O fantástico é que, mesmo descrevendo um mundo à deriva, marcado pela precariedade, Jia o faz com uma vivacidade, uma atenção à caracterização de personagens, uma precisão na construção do detalhe como uma via de acesso privilegiada à penetração da vivência, um senso coreográfico apuradíssimo das relações dos corpos no espaço. Há, porém, uma clara demarcação: a pulsante e musical ciranda de corpos, marcações rítmicas, idiossincracias posturais é a linha de fuga a partir da qual a regressão histórica se deixa claramente destacar.

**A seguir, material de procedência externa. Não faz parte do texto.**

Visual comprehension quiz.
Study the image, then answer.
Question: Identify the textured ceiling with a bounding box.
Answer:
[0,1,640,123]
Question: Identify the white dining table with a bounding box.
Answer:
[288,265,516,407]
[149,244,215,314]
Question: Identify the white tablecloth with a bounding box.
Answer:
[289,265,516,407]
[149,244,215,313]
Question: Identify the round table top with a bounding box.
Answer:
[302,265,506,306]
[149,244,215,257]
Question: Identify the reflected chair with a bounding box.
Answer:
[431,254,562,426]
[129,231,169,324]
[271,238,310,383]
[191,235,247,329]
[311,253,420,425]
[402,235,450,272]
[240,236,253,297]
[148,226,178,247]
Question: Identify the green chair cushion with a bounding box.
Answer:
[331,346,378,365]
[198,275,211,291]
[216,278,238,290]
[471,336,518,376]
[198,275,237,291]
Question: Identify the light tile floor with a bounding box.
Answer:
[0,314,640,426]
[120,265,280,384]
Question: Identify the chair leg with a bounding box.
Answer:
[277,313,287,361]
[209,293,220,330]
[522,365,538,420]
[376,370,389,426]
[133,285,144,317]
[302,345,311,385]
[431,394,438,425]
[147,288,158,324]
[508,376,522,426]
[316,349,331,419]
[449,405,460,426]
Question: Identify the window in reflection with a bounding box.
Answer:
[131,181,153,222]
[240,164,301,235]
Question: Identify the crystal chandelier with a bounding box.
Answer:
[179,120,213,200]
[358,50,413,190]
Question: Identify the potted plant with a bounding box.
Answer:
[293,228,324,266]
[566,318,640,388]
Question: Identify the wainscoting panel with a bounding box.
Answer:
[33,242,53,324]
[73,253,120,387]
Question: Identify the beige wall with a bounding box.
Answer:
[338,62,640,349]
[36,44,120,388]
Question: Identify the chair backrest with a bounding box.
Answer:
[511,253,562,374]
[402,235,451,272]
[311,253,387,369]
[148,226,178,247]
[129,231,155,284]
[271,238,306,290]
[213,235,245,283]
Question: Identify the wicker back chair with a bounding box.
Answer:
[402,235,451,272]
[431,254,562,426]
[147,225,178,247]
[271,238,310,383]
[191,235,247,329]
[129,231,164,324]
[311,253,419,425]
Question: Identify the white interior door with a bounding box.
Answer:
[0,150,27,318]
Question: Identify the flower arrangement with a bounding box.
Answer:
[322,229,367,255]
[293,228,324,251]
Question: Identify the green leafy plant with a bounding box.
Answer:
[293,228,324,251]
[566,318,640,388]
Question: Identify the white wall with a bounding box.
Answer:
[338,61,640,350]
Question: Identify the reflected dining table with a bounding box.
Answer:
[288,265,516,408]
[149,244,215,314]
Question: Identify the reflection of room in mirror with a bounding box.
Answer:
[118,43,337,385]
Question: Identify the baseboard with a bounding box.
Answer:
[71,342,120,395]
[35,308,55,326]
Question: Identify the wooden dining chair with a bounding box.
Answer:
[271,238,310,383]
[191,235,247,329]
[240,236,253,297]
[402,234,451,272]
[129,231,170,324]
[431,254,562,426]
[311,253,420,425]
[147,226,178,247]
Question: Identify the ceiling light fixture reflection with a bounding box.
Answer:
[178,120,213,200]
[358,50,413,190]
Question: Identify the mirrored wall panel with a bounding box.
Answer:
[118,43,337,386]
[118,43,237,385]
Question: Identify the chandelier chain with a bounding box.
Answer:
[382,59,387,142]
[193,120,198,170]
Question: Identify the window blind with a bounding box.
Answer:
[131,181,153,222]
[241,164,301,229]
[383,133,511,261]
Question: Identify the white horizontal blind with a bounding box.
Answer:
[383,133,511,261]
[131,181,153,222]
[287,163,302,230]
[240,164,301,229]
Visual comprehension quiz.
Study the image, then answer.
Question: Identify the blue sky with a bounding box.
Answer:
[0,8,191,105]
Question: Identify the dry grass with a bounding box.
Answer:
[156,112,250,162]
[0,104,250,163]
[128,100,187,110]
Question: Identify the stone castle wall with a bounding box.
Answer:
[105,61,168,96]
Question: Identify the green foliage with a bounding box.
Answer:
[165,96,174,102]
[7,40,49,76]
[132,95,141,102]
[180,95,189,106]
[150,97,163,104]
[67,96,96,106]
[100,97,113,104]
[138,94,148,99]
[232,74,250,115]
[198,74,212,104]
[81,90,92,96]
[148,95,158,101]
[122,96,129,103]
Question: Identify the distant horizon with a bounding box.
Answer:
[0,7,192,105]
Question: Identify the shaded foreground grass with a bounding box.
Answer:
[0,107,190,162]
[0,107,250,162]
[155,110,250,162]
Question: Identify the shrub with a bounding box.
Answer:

Jia Zhang-ke se recusa a dar à imagem o caráter de documento, mera catalogação do vivido. Uma progressiva estilização, marcante em seus filmes desde O Mundo, e que encontra em Still life o grau de cristalização mais orgânico, vai minando as tendências ontologizantes de seu cinema. O filme não mais se contenta em auscultar os movimentos tectônicos do mundo; agora deseja intervir ativamente neles. Ao invés de percepção sismográfica, escavação geológica. A forma desempenha a função de destilar as potencialidades utópicas da arte, as possibilidades de libertação de um tempo e um espaço degradados (Cidade de Fengjie, 2006).

De fato, Jia estria Still Life com alguns acontecimentos epifânicos que são uma espécie de marcos balizadores da desoladora trajetória descrita: um objeto não identificado (mas extremamente luminoso) na noite da cidade, um homem caminhando na corda bamba, o uso da música como uma percussão que escalona o movimento dos astros e dos homens. Em entrevista à Cinética, aliás, o cineasta afirmava: “Não me interessa a contemplação como gesto final. Alguns dos sentidos de realidade não podem ser expressados pela mera observação do real. Em muitos momentos, a intervenção “surrealista” é muito mais verdadeira para essa expressão do mundo. (...) Essa velocidade com que as coisas acontecem hoje na China parecem ultrapassar a capacidade dos sentidos realistas de apreensão da vida e de representação cinematográfica.”

Still Life é a consagração desta proposta de uma nova percepção, delineada no movimento agônico de uma consciência que se abre e retrai perante o mundo, a fim de recriá-lo criticamente, e de uma estética que se afirma no interstício desta conflagração.